The greater focus on value-added investments is being driven largely by investors, who increasingly are viewing such investments as having better risk-adjusted returns than core, where real estate values have appreciated in recent years.
In 2009 and 2010, core produced returns in the mid-teens, as falling capitalisation rates helped commercial real estate values to rebound. But with cap rates unlikely to decline much further, such returns aren’t expected to continue. Meanwhile, a perceived firming of the US economy is helping to increase investor appetite for value-added real estate opportunities.
“More of our investors are talking about value-added investments, whereas most of the conversations in 2011 involved core,” said Smith.

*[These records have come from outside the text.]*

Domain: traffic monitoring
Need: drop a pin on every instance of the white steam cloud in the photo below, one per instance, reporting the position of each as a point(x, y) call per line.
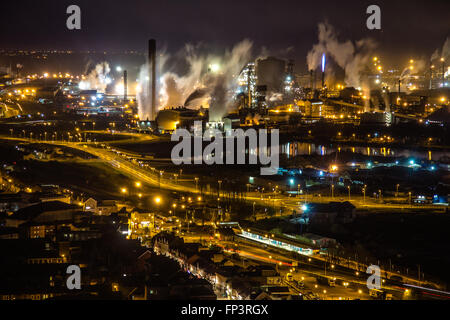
point(97, 78)
point(352, 57)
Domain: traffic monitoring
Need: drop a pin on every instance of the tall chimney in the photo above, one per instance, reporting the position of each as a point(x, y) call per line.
point(152, 74)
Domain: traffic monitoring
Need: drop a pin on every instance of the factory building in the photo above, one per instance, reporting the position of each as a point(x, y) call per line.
point(270, 72)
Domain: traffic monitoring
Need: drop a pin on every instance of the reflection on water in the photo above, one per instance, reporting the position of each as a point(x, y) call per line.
point(293, 149)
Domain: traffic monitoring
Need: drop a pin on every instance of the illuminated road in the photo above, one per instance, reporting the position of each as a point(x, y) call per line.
point(133, 170)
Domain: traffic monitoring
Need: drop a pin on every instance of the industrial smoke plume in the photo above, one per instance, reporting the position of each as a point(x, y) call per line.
point(352, 57)
point(97, 78)
point(207, 82)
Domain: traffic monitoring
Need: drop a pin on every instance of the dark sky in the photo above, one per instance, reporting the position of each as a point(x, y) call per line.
point(413, 28)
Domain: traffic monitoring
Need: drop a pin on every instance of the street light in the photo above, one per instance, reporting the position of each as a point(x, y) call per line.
point(196, 183)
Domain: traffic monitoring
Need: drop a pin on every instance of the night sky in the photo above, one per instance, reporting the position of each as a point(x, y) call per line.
point(411, 28)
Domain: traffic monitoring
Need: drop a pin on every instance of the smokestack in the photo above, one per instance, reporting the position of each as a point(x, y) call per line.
point(249, 88)
point(152, 74)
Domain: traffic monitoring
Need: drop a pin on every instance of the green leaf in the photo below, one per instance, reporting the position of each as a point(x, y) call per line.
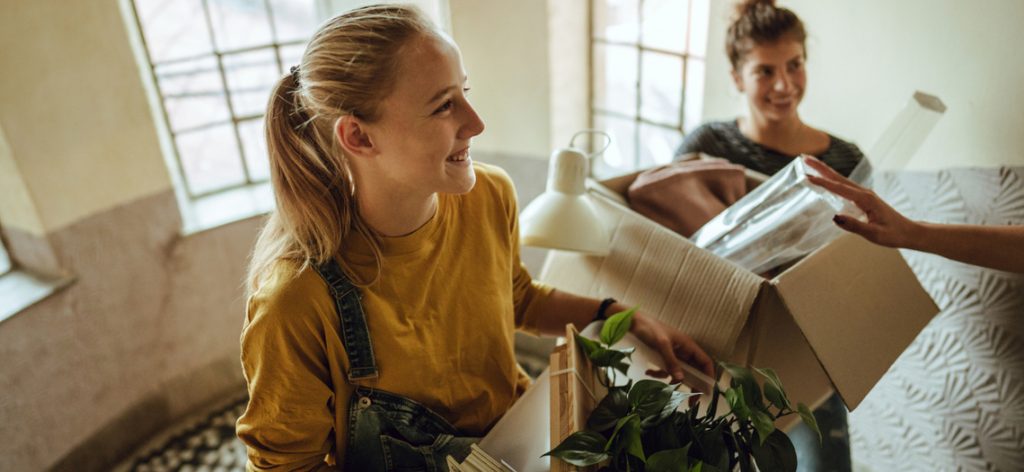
point(582, 448)
point(773, 388)
point(805, 414)
point(627, 437)
point(742, 378)
point(589, 345)
point(775, 453)
point(616, 326)
point(735, 398)
point(669, 461)
point(613, 406)
point(762, 423)
point(649, 398)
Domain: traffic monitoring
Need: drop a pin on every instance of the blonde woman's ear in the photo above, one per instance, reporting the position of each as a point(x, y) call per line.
point(351, 134)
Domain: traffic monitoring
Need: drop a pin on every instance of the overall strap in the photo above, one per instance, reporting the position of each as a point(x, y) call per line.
point(354, 334)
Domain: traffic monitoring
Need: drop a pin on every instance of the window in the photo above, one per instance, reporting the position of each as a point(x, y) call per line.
point(213, 62)
point(647, 70)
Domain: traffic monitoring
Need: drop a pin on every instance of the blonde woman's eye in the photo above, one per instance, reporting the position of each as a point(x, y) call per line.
point(443, 108)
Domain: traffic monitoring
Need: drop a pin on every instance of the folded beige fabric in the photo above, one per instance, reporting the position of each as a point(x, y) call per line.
point(684, 196)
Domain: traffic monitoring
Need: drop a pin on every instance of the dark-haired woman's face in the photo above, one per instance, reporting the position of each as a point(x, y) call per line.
point(773, 79)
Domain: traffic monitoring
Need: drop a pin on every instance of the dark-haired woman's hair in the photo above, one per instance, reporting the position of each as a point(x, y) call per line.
point(758, 23)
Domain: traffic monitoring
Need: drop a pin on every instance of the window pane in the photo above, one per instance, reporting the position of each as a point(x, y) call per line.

Last year, most of PREI’s value-added investing centered on apartment development, where “the opportunities were pretty clear to us,” said Smith. In 2012, the investment manager plans to expand its value-added strategy to also include the acquisition and repositioning of office properties, as well as select retail development projects.
Geographically, the firm will be heavily focused on real estate markets with strong employment in the technology sector, such as Austin, Seattle, Silicon Valley and Raleigh, NC, particularly for its office and apartment sector investments.
Smith predicts that deal flow for value-added real estate opportunities – which picked up during the second half of 2011 – will continue to gain momentum in 2012. Recent value-added investments include last month’s acquisition of a 303,000-square-foot office building in the Seattle market for $76.5 million; a $62 million, 384-unit apartment development that broke ground during the fourth quarter in Boca Raton, Florida; and an approximately 500,000-square-foot retail project in suburban Baltimore slated to begin construction by the end of 2012.